I’m not saying we shouldn’t ask these questions, they matter. We need to do something, anything, to mend this broken world we are living in. Need to find a way to live together, to live and let live.

It can be overwhelming to try to help at all with this. To see how little old me and little old you can make a difference. I mean; when peace brokers and politicians and world leaders can’t come together to find a way, to make peace, how the heck can you and I do it?

Well, think about it for a second. Right now, the future is asleep in nurseries and bedrooms across the world. At this very minute, the politicians and police officers and lawyers and leaders and movers and shakers of the future, they are all fast asleep in their beds, blissfully unaware what a mess we have left for them to deal with. What huge responsibilities rest on their as-of-yet tiny shoulders.

But this is our job, mamas. This is where it matters. Where we will do our job, our very most important job.

We will raise children who will love and tolerate and care and lend a hand. Children who will grow into adults who will continue to do those things. Who will teach everyone they meet to do those things. Who will show compassion. Who will include. Who will speak up for those who can’t speak up for themselves. Who will not be afraid to use their voice to make a change – always.

There is an invisible thread of motherhood that binds us all together, no matter who we are or where we come from, it is there, and we must remind each other of it, and of how the job we are doing, raising these children, is for all of us. For the future.

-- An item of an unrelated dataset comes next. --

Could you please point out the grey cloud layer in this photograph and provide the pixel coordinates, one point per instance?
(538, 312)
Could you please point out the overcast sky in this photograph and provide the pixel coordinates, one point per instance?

One of my very favourite authors and inspirational people, in general, is Astrid Lindgren – the Swedish author most known for her many children’s books, among them the stories about Pippi Longstocking.

Lindgren, of course, famously came up with the Pippi stories one evening when she was tending to her young daughter, Karin, who was sick in bed with pneumonia, who suddenly turned to her mother and asked: “Mama, can you tell me a story about a girl called Pippi Longstocking?”

And the rest, as they say, is history. Lindgren was also, on top of her unique talent when it came to inventing and telling stories to children, a big believer in the concept of childhood and children’s rights to a good childhood. A safe and happy home. She spoke often of the importance of creating a childhood full of happy memories, and fun and tales and last, but not least love.

“Give children love, love and more love,” she famously said once. “and common sense will follow naturally.”

I firmly believe that too.

Another one of her sayings, one I keep pinned to my fridge at home and try to remind myself of every day is this one: “World peace starts in your children’s rooms.” (Värdensfreden starter på barnrummet.”)

And she is right, of course. That is where it starts. Understanding, love and compassion, those are not born in government offices or around the tables at the UN, even. They need to be there already come that stage. We need to start early.

Our children’s rooms, our homes, that is where minds are shaped and mindsets thaught. Where we can, each and every one of us, make sure that hate and prejudice and intolerance and anger doesn’t grow and doesn’t spread. Where we can pour our children so full of all things good, and let them know they need to keep paying that forward, that the future will look different.

Better. Safer. And far more filled with love.